Besides exchanges, another trademark of Japan’s blockchain community is a strong focus on Layer 2 solutions for leading blockchains. As such, many of the developers behind the Lightning Network are based in Japan. One of the institutional developer groups for the Lightning Network is Nayuta, aiming to add IoT functionality to Lightning. Tokyo’s Cryptoeconomics Lab is developing a Layer 2 application framework by the name of Plasma Chamber, operating on Ethereum and Tezos.

As in most other countries, the blockchain community is concentrated in the capital city. As such, Tokyo hosts a large number of active blockchain meetup groups. Large Layer 1 Blockchain projects with regular meetups in Tokyo are Bitcoin, Bitcoin Cash, Ethereum, Hyperledger, and Cardano. Oftentimes, these meetups are held at blockchain specialized coworking spaces such as Neutrino and HashHub.

Alongside them, some lesser known Layer 1 projects have a Japanese community. CasperLabs, lead by Vlad Zamfir has hosted several events in Japan. NEO has a strategic partnership with gumi Cryptos Inc. in order to promote their smart contract platform in the Japanese market, as well as having hosted a series of meetups in Tokyo.

Similarly, New Zealand based Centrality has a strong connection to the Japanese blockchain community and a high-value partnership with Japanese IoT platform Jasmy. In the past, Centrality has organized several meetups in Japan and exhibited at Japan Blockchain Week in 2018 and 2019. Besides English, their website and blog articles are all translated into Japanese.

Another Layer 1 project with ties to Japan is OmiseGo. After receiving funding from a the Japanese VC companies Global Brain and Nomura.

The Japanese Crypto Ecosystem

There are many financial interactions, both between Japanese blockchain projects and with foreign projects. For example, San Francisco based Securitize received funding from several Japanese investors, including Nomura and MUFG. Just recently, Securitize has acquired the Japanese blockchain consulting firm BUIDL. Other consulting firms in Japan include Quantstamp and LayerX

MUFG, the fifth largest bank in the world had plans to issue a Yen-backed stablecoin. Due to regulatory issues, these plans were just recently rolled back in favor of a more traditional digital payment service.

Another big player in Japan’s blockchain ecosystem is Soramitsu, working together with national security depositories in Slovenia and Russia, as well as working on a collaboration with the National Bank of Cambodia in issuing a national stablecoin based on Hyperledger Iroha.

Tech Bureau is a software development company operating out of Osaka, with another crypto and FinTech laboratory based in Zug, also known as the Swiss Crypto Valley. Besides joining forces with NEM for joint development and revenue sharing, Tech Bureau’s products are mijin, a private business blockchain, Zaif, another cryptocurrency exchange, and COMSA, an ICO/STO platform.

Without a doubt, the granddaddy of Japanese blockchain initiatives has been kicked off by LINE, Japan’s largest messenger app with over 80 million users. In 2018, LINE officially became the first social network in the world to launch a cryptocurrency, complete with a DApp platform and, of course, and exchange that goes by the name BITBOX.

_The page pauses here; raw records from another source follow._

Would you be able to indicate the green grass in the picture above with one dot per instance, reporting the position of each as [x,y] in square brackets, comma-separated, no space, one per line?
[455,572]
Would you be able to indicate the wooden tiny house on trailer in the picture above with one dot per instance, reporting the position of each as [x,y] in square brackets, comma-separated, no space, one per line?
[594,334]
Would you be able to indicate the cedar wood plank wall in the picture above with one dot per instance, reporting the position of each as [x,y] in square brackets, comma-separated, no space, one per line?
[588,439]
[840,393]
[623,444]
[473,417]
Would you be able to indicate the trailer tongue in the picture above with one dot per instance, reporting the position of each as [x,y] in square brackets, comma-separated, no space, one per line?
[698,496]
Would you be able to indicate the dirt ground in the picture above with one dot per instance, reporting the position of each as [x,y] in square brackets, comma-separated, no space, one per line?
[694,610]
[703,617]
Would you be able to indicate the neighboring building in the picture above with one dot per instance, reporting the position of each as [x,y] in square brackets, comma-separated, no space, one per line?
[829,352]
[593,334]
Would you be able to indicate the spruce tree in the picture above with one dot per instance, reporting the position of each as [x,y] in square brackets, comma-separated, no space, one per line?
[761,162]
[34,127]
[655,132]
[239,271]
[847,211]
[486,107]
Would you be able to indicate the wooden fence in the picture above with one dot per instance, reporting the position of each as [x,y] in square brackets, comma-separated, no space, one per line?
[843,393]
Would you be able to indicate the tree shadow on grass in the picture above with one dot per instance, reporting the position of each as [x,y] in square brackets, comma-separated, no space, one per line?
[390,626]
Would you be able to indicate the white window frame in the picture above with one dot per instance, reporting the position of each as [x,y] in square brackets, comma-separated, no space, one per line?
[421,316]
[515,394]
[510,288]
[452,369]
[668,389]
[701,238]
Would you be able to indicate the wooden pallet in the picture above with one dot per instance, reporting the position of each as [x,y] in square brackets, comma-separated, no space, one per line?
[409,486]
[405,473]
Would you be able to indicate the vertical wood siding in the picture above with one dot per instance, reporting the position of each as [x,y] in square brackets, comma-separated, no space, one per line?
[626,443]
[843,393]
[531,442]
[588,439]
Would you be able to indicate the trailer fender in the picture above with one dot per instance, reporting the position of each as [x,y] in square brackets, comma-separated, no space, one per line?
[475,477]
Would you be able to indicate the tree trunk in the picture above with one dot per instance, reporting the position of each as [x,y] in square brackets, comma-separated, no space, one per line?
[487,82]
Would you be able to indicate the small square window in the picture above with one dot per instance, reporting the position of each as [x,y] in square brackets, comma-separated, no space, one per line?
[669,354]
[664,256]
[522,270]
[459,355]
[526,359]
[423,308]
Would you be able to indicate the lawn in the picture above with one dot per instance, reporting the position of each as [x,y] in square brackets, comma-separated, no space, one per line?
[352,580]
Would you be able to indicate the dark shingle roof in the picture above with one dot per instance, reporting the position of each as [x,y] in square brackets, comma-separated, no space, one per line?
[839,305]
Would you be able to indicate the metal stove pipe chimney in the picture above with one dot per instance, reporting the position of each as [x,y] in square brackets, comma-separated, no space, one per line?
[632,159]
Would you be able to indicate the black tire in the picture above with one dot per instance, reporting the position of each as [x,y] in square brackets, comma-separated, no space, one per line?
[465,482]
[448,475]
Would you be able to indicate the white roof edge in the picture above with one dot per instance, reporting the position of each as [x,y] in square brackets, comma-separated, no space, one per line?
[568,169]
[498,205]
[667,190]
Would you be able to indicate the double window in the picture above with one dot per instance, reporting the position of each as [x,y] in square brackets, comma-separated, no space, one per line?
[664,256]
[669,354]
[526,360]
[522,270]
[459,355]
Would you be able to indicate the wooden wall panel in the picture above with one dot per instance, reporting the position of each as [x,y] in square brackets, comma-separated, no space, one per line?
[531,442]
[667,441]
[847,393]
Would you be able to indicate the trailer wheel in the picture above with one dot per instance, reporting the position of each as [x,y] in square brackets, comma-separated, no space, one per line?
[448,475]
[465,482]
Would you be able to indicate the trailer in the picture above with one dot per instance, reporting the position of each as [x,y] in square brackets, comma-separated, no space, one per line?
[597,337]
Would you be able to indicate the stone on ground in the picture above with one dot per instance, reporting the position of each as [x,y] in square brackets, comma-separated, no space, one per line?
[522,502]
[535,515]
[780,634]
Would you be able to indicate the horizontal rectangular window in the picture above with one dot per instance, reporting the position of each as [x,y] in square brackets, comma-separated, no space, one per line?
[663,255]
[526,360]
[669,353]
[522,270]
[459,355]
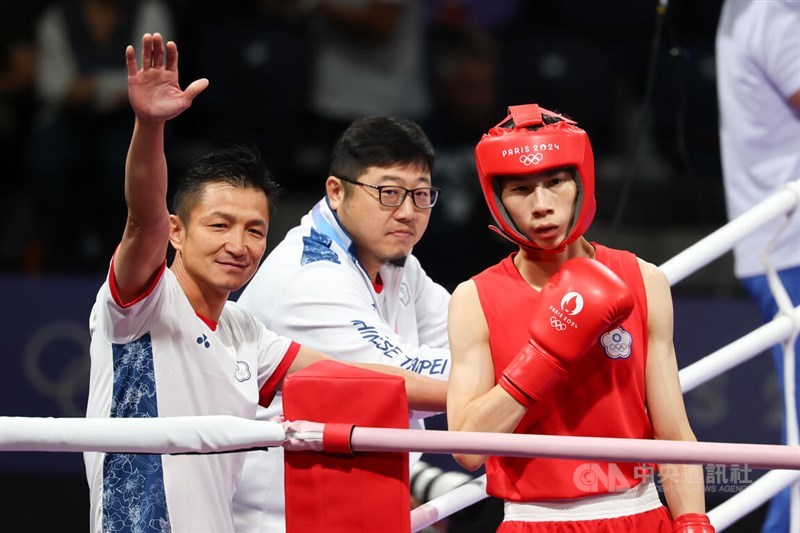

Driven by low interest rates and financially literate citizens, Japan became one of the leading countries in cryptocurrency adoption. This is complemented by an active blockchain community and companies operating a multitude of exchanges and contributing to Layer 1 and 2 development.

On the business side, many large incumbent companies either have founded blockchain subsidiaries or are partnering with blockchain ventures. Additionally, there are many fruitful partnerships between blockchain projects, both on a domestic level and in cooperation with foreign initiatives. Japan’s leading social messenger is the first, and to the current date, the only social network worldwide to operate a cryptocurrency.